Since the dust having a size to be swept in is selectively brought into the cleaner by the selecting members, any oversize dust will not be caught to disable the operation so that the cleaning operation can be accomplished stably and reliably.

If the belts are made to run on plural wheels, the contact area between the belts and the cleaning surface is enlarged to ensure the transmission of the forward force of the cleaner to the crank shaft.

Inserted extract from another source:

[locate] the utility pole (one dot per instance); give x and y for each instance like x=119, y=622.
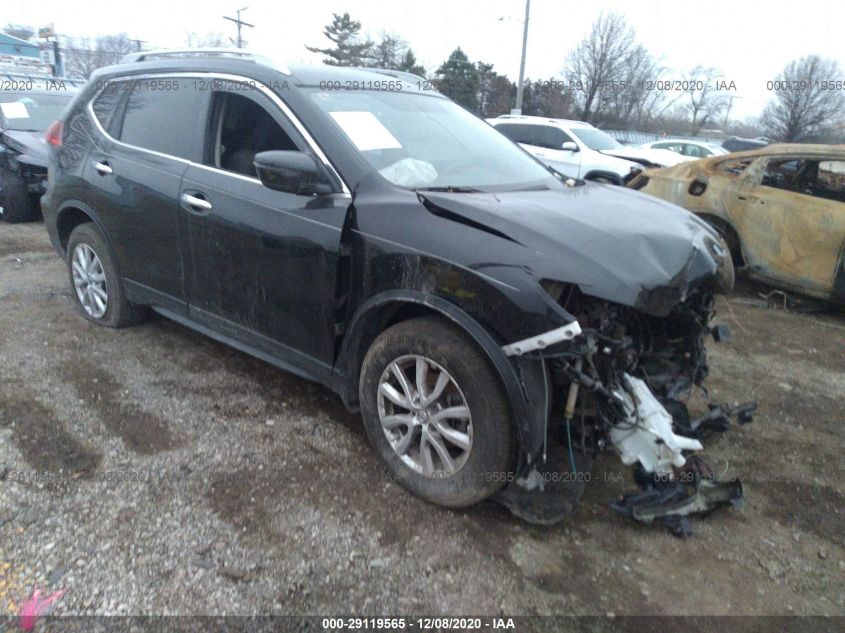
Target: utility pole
x=520, y=86
x=240, y=23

Although the present invention has been described through specific terms, it should be noted here that the described embodiments are not necessarily exclusive and that various changes and modifications may be imparted thereto without departing from the scope of the invention, which is limited solely by the appended claims.

Claims

1. A desk top cleaner for cleaning an underlying surface comprising:

a frame having a support means;

a crank shaft rotatably mounted on said frame;

broom means having a lower portion formed with a brush and an upper portion engageable by said support means;

operable means operably disposed between said broom means and said crank shaft such that rotation of said crank shaft effects back and forth movement of said broom means relative to said frame to thereby effect sweeping of said underlying surface;

drive means on said frame for rotating said crank shaft;

dust receiving means on said frame for receiving the dust swept by said broom means, said dust receiving means having a dust entrance portion which is made of a resilient material to resiliently engage said underlying surface to be swept;

said dust receiving means comprising a dust receiving chamber having a dust entrance portion, said dust receiving chamber having a forward part and a rear part with said forward part being ahead of the rear part considered in the direction of movement of the desk top cleaner when it is effecting its cleaning action, said dust entrance portion being disposed at said forward part;

pivot means pivotably mounting said dust receiving means on said frame; and

resilient engaging means between said dust receiving chamber and said frame for resiliently urging said dust receiving chamber in a pivotal direction in which said dust entrance portion resiliently engages said underlying surface to be swept, said resilient means being disposed at said rear part of said dust receiving chamber, said resilient means comprising resilient portions on said dust receiving chamber, and projections on said frame engaged by said resilient portions.